As much as the cold is uncomfortable, I've got a higher threshold for it than most people I've met. The cold keeps the place uncrowded. And it turns out that I've got a much lower threshold for crowds and congestion than most people I've met. So the rest of the world and I sort ourselves into communities where we each get relatively more of what we like and relatively less of what we don't like. And at important times, the fact that we were not in competition made us both better off. Consider, for example, what the prices we paid for our respective first homes might have been if we were all searching in the same market.
To tell the truth, I might even like it even ... colder.
5 comments:
But Andrew, the cold-haters have figured out a way around the weather...buy up a bunch of year-round houses, and only come up for 2 weeks in the summer!
I used to say that it would never get crowded up here (Strafford, VT) because it was too cold, but try leaving Centerra at 5:30pm...starting to remind me of Long Island.
Me too, and thus I wouldn't mind it a little bit ... colder.
But as long as the snowbirds pay their 52 weeks of property taxes for their 2 week stay, I'd say we're making out pretty well.
We've made some planning mistakes in the area, particularly in getting people from DHMC to Vermont without going through Hanover. I also thought that we endured a lot of traffic headaches on Wheelock Street and the Ledyard bridge a few years back for, essentially, no greater capacity.
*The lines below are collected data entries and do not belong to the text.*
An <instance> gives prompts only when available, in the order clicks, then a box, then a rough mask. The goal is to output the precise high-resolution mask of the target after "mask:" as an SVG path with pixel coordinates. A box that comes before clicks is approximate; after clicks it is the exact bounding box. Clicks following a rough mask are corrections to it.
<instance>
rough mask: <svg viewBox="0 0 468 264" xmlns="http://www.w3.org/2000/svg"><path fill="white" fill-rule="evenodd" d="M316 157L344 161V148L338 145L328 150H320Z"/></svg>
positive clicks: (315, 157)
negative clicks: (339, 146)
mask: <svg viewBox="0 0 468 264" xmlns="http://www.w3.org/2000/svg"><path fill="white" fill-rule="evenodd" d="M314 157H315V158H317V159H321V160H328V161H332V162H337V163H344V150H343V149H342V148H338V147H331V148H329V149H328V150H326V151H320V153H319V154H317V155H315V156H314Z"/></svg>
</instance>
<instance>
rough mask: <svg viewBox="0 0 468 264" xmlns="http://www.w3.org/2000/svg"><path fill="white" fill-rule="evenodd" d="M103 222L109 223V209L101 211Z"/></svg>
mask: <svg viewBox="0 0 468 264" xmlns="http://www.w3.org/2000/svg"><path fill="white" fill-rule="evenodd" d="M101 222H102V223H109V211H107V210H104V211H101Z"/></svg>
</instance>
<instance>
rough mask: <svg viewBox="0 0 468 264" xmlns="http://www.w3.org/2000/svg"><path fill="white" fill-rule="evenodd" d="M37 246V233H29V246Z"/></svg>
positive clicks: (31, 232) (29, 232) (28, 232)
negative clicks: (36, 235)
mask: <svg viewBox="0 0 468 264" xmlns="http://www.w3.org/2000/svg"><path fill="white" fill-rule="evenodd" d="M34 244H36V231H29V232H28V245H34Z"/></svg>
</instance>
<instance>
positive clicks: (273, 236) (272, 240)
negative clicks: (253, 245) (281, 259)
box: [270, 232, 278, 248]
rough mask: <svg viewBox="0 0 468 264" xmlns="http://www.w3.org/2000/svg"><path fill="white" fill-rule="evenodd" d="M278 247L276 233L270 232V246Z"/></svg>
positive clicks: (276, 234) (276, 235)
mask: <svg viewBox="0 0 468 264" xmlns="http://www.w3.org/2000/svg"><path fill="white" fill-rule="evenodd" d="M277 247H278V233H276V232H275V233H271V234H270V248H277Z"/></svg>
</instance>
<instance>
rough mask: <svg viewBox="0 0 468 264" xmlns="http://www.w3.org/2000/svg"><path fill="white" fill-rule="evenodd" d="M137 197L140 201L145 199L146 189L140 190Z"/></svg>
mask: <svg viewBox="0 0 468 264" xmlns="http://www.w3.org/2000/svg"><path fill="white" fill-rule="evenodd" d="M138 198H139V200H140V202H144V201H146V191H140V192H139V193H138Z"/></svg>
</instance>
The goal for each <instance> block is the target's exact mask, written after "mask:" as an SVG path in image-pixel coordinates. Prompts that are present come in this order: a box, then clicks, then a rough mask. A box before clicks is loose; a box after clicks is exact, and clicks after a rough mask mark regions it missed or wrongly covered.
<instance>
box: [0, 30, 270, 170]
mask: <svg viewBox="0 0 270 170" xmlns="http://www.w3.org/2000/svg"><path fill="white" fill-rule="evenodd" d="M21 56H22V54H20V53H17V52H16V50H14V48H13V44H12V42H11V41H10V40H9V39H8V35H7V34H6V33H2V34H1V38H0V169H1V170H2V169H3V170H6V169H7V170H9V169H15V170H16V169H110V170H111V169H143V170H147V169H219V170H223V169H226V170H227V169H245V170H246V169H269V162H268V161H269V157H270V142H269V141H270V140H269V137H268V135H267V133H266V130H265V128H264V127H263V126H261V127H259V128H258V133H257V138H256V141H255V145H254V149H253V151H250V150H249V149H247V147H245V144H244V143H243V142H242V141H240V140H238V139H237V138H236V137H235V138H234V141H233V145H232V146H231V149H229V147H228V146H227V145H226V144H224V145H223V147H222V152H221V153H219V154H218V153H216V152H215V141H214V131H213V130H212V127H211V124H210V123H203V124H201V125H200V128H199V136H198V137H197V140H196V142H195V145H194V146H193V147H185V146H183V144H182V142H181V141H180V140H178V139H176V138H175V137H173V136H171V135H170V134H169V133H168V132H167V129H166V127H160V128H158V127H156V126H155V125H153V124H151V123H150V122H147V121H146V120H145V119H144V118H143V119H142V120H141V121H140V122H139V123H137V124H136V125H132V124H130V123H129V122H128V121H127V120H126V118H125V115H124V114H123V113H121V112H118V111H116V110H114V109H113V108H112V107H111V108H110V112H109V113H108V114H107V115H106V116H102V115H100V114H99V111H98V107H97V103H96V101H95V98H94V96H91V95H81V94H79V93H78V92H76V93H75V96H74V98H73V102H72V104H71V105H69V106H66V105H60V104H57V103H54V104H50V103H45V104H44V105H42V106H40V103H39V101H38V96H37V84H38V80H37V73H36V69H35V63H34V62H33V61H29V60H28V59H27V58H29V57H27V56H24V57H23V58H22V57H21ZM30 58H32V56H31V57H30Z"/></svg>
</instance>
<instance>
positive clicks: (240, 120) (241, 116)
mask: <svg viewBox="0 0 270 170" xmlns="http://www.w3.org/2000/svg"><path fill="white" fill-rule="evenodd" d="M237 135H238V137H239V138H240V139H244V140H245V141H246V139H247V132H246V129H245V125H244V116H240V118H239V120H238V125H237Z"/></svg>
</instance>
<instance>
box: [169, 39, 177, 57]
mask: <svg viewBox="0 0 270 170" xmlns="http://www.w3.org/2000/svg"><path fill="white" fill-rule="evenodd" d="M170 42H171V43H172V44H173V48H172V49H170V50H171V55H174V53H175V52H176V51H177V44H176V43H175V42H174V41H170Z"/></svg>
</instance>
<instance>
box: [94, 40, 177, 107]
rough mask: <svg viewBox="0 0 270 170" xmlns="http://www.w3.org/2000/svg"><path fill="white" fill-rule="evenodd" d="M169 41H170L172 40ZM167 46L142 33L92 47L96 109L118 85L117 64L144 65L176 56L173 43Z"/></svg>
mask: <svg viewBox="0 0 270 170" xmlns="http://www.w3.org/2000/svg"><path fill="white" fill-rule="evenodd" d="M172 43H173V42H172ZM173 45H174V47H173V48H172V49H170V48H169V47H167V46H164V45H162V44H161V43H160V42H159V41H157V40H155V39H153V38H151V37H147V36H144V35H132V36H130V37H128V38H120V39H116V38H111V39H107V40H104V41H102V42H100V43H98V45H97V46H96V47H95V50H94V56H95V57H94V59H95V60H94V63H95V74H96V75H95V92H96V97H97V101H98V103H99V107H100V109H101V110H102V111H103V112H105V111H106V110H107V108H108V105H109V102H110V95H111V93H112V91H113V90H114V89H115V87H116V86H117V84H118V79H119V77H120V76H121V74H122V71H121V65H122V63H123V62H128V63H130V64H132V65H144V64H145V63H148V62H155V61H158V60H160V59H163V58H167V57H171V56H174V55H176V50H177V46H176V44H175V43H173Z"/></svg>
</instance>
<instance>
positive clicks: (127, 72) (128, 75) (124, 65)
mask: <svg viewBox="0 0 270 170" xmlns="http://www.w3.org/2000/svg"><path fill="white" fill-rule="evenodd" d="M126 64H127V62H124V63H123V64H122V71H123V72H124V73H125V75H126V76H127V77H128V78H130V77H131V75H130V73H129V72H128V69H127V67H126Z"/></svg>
And that's why it's feeling like Long Island, I think.
Cold is an issue. So is snow. We bought our house in Grantham in August 2001. The woman we bought it from had put it on the market after the area was hit with a ton of snow in March '01. She'd had enough, and packed off to North Carolina.
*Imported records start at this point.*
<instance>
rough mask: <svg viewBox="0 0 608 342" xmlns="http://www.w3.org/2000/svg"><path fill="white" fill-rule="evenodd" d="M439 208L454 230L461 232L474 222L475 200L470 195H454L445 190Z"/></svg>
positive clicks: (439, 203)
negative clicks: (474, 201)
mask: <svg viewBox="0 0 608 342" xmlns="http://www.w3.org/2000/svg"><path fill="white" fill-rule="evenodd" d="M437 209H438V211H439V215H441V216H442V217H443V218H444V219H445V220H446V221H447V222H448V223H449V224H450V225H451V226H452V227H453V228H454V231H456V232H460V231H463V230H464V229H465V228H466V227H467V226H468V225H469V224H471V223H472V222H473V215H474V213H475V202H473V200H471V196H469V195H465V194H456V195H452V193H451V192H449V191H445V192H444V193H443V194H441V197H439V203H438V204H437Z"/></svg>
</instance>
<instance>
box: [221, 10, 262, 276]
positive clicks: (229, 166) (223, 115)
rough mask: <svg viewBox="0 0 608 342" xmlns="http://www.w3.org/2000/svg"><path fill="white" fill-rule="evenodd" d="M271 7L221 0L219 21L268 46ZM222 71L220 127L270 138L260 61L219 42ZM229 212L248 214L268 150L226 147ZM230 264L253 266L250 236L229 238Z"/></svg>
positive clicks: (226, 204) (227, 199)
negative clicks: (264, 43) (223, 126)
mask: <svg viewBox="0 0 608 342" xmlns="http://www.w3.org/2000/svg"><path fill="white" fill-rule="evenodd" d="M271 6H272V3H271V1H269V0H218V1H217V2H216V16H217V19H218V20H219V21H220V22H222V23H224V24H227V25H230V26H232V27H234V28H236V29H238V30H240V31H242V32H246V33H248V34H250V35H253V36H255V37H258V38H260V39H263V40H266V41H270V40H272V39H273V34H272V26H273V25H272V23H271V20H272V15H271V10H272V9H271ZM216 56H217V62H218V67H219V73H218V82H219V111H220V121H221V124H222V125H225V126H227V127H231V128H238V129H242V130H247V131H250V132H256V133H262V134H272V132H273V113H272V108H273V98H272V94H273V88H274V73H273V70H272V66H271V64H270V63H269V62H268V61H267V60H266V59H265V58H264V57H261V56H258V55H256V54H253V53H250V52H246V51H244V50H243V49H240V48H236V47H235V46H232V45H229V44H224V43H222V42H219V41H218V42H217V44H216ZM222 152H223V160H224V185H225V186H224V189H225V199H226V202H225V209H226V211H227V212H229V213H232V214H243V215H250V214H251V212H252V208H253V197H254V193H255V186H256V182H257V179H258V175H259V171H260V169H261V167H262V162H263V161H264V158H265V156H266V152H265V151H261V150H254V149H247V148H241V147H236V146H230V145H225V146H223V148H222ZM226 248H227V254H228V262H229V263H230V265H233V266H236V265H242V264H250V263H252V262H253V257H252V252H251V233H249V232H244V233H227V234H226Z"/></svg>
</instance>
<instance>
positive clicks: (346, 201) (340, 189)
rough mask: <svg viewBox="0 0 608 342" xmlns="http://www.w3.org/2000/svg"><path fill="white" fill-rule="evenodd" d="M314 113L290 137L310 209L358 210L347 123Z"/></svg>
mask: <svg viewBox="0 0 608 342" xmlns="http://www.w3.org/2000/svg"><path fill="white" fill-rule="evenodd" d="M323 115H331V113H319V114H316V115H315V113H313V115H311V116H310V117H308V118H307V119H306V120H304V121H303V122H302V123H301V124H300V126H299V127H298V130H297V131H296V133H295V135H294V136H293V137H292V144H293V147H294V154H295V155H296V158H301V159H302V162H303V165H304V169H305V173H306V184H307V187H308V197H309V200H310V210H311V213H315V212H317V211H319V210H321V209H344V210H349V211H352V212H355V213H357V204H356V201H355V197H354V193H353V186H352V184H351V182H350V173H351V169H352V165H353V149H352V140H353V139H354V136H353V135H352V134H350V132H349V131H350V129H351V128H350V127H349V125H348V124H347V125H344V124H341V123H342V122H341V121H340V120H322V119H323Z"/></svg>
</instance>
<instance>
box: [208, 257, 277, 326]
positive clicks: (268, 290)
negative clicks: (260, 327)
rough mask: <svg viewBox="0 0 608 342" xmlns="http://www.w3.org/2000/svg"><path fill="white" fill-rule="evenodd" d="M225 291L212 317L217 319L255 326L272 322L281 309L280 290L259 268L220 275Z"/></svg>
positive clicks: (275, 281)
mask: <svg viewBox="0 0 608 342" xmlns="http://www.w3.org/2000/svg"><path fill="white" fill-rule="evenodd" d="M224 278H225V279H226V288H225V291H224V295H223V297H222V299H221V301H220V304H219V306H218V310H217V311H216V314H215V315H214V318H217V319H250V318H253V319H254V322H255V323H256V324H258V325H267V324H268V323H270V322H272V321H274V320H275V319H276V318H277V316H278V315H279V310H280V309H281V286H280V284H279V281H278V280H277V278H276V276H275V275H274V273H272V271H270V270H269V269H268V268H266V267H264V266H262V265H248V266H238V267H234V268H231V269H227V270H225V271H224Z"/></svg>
Actually, Tim, in Vermont there is a major tax shift through the persistent rise of property values. The way we're structured, we pay an essentially flat fee per $1000 of valuation, which has doubled in 5 years. Then the state returns the "extra" (after siphoning off a bit) based on INCOME, not property value. So, I'm paying double, but my neighbor whose husband does not work, as seen about a 10% increase, for the same services. That's why we care more on this side of the river.
"the fact that we were not in competition made us both better off"
This is interesting. Reminds me of electrons in atoms. They tend to arrange themselves so they're the furthest possible from all other electrons in the same atom. I hate crowds too.
If you enjoy the cold, you may want to move up to Saskatchewan, Canada. I used to live there, around Regina. It sometimes fell to 60 Celsius below with windchill. You'd love it there...
Not too many people live there either.